Mental aspect of sports just as important as physical part


PORTSMOUTH — While playing and coaching sports, Gene Collins and Jeff Ramey learned the concept of mind over muscle.

Both were championship athletes at Portsmouth High School, as Collins is the second-winningest coach in Portsmouth’s illustrious boys basketball history.

Ramey won a state title in basketball and played professional baseball.

They’ve combined to write the “Athlete’s Mental Performance Journal,” a book that emphasizes the importance of mental and emotional performance whether in sports or in everyday life.

“We got together as friends and started talking about athletes from the past and it led to these current athletes,” said Ramey, who played baseball at Indiana University before enjoying a minor league career in the Cincinnati Reds organization. “You always hear, ‘this guy could be so much more if his attitude was better.’ It’s all about controlling the neck up, your emotions, being coachable. We saw there was a need for this.”

Collins and Ramey aren’t just a couple of ex-jocks throwing in their two cents.

Ramey is a certified sports psychologist with degrees from Wright State, Ohio State and Marshall universities.

Collins is a certified sports psychology coach with a degree from Shawnee State University — and 25 years of experience as a social worker with the department of youth services.
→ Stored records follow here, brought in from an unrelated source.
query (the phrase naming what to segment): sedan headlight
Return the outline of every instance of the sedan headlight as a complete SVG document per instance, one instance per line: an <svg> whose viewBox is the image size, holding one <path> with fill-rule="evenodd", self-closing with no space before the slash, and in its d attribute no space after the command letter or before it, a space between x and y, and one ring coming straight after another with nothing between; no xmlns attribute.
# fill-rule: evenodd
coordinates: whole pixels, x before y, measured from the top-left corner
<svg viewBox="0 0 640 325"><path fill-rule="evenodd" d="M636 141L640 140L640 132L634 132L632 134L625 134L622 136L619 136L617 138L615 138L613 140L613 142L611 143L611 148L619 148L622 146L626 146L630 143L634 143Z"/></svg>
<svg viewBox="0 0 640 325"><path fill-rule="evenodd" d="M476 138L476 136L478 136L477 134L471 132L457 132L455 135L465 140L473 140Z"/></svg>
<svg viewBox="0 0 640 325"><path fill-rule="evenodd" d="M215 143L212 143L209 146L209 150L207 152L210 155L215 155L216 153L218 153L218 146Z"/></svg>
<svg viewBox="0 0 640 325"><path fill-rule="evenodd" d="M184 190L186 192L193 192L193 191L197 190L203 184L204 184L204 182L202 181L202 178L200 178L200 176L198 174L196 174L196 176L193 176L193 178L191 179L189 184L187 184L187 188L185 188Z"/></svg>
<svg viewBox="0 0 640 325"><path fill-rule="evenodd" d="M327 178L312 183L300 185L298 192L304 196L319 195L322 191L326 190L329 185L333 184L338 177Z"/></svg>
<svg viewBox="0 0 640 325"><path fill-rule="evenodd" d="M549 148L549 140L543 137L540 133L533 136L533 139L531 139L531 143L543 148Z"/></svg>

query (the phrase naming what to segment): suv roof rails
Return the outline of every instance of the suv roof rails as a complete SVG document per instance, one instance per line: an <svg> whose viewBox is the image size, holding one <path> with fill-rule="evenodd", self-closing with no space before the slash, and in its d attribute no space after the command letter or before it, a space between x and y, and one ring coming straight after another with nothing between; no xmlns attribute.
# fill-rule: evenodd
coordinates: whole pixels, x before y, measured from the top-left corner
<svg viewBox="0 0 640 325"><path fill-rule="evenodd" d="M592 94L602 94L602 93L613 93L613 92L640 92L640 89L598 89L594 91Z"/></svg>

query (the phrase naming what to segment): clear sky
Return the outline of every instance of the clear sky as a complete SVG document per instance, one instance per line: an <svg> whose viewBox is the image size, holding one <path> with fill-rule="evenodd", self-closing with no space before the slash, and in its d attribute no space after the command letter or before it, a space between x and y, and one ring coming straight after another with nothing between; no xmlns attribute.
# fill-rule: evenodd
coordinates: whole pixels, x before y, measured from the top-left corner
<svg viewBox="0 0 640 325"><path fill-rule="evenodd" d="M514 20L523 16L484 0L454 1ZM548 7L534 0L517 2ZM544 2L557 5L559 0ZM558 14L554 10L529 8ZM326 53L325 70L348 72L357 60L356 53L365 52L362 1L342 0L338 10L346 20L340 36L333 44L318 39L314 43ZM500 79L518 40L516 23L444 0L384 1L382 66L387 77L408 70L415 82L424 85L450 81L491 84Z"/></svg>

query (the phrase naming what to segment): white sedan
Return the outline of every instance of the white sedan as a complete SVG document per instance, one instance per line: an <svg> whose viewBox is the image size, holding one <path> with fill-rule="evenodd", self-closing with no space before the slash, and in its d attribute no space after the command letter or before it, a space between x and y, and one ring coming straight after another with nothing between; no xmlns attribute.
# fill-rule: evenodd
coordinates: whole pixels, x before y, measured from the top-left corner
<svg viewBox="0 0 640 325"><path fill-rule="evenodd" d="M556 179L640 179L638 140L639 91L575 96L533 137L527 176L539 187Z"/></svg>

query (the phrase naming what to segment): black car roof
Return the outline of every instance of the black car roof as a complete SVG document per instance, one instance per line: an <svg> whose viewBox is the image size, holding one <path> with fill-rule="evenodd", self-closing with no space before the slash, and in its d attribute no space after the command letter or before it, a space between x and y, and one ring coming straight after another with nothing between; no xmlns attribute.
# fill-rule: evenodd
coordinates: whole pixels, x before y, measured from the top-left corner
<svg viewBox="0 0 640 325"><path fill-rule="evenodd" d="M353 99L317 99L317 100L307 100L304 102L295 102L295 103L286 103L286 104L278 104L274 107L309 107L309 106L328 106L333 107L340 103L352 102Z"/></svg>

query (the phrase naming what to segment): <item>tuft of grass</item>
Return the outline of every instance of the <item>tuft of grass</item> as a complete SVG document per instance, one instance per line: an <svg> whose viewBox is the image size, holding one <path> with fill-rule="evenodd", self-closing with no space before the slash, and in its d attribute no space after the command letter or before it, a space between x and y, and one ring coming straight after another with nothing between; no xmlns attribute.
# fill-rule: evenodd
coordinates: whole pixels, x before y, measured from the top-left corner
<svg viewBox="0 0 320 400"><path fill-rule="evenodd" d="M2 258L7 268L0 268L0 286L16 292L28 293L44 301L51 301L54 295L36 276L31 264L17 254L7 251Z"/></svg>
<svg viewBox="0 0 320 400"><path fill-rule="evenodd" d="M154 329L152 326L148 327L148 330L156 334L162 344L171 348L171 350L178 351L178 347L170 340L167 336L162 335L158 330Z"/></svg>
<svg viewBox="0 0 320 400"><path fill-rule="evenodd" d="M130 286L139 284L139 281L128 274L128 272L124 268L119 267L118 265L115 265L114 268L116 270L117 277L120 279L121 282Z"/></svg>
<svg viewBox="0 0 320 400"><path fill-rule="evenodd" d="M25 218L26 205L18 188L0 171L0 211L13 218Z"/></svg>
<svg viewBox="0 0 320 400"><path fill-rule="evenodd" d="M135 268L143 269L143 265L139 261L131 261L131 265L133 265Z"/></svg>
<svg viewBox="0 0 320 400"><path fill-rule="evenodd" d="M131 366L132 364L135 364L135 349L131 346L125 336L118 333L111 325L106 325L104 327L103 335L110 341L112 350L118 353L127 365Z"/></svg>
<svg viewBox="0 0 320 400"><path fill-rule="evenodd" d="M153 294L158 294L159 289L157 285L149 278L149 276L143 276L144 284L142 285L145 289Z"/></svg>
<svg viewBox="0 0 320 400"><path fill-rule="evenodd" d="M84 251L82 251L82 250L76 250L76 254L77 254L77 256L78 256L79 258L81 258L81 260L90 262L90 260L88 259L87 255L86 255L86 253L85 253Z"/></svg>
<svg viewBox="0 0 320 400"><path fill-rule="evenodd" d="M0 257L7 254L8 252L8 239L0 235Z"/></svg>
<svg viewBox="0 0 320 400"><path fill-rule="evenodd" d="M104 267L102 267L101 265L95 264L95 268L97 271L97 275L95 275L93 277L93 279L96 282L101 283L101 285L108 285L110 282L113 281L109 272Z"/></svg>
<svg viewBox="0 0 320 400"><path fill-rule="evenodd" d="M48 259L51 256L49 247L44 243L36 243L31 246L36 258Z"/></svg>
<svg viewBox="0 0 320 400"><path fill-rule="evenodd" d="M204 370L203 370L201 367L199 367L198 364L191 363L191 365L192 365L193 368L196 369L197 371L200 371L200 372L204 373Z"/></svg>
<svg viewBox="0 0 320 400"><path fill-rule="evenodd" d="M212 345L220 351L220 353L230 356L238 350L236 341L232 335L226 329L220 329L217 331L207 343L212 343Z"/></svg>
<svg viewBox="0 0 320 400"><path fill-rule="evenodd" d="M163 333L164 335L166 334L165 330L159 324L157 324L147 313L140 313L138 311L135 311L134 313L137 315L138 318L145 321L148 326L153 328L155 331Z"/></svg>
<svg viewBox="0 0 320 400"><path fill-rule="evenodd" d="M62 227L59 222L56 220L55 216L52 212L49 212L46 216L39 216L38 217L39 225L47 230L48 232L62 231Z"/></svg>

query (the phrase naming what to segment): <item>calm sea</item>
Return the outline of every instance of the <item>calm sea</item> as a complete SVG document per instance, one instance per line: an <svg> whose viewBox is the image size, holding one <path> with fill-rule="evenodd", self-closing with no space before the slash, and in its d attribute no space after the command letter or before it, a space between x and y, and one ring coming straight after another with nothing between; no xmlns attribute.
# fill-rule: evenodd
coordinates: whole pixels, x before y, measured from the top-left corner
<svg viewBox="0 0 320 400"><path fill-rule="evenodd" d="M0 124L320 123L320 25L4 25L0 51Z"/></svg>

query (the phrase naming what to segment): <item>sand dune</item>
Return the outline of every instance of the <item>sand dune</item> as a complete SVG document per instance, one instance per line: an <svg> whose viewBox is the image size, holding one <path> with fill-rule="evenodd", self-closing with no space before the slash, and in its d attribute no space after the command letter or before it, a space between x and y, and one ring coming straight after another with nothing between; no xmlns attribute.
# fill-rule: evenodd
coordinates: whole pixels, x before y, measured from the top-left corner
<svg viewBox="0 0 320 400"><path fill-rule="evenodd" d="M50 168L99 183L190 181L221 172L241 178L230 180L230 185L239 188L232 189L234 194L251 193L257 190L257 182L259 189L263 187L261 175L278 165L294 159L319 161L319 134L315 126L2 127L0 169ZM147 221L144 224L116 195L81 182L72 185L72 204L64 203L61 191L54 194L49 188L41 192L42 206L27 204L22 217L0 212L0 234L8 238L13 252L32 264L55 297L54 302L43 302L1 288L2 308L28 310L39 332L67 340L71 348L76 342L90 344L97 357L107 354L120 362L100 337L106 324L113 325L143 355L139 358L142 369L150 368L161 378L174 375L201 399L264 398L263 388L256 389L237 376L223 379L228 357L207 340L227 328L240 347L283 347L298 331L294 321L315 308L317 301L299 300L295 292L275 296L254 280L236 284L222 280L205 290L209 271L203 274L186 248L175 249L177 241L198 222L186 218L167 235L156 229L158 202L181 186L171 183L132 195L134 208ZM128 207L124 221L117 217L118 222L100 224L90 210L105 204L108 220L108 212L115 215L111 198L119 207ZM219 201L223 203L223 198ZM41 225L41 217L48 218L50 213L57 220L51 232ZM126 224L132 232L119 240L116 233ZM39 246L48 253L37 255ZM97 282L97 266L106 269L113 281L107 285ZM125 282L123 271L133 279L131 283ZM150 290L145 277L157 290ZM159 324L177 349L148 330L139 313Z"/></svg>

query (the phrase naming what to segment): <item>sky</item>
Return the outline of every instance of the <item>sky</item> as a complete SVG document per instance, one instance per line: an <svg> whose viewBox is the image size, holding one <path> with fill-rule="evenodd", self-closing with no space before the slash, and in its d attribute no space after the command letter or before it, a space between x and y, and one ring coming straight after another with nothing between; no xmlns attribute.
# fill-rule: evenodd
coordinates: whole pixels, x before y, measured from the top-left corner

Both noticed parents spend thousands of dollars on physical training for kids, but rarely does anyone concentrate on the mental aspect.

“We send them out in the workforce and they don’t have their minds right, Ramey said. “They don’t know how to manage their emotions. It goes well beyond sports.”

Collins said the book helps people manage their time, mindset, habits and attitudes and other crucial aspects determining success or failure.

It includes checklists, so readers may keep track of their progress.

It also includes Bible verses throughout to back up the points made.

“One of the things I always tried to do was manage any crisis, manage situations,” said Collins, who went 201- 130 in 14 years as head coach of the Trojans. “Before I was a coach, I worked in juvenile corrections. Every day you were managing a crisis. When I became a basketball coach, it was a lot easier for me to deal with difficult kids because I had dealt with difficult situations. We try to teach kids how to avoid those situations and put themselves in a position to win and not lose.”

The book targets parents, athletes, coaches and others.

“This goes well beyond sports,” Ramey said. “It makes people have an awareness, have accountability and take a daily inventory.

Collins and Ramey said the journal could be a great tool for teams to use for 10 minutes at the end of each practice.

Each day features 15 questions.

“If you can answer yes to those 15 questions, you’ll probably get the most out of your day,” Ramey said.

The book promotes building discipline.

“That’s a huge part of it,” Collins said. “When you look at the routine we built into the book, it promotes discipline. You need that to get proper sleep, to eat right, to have proper fluids. It’s also about affirmation and gratitude. The Bible scriptures we connect to those are all feel-good things society needs more of.”

“Athlete’s Mental Performance Journal” is available at, and will soon be available in local bookstores.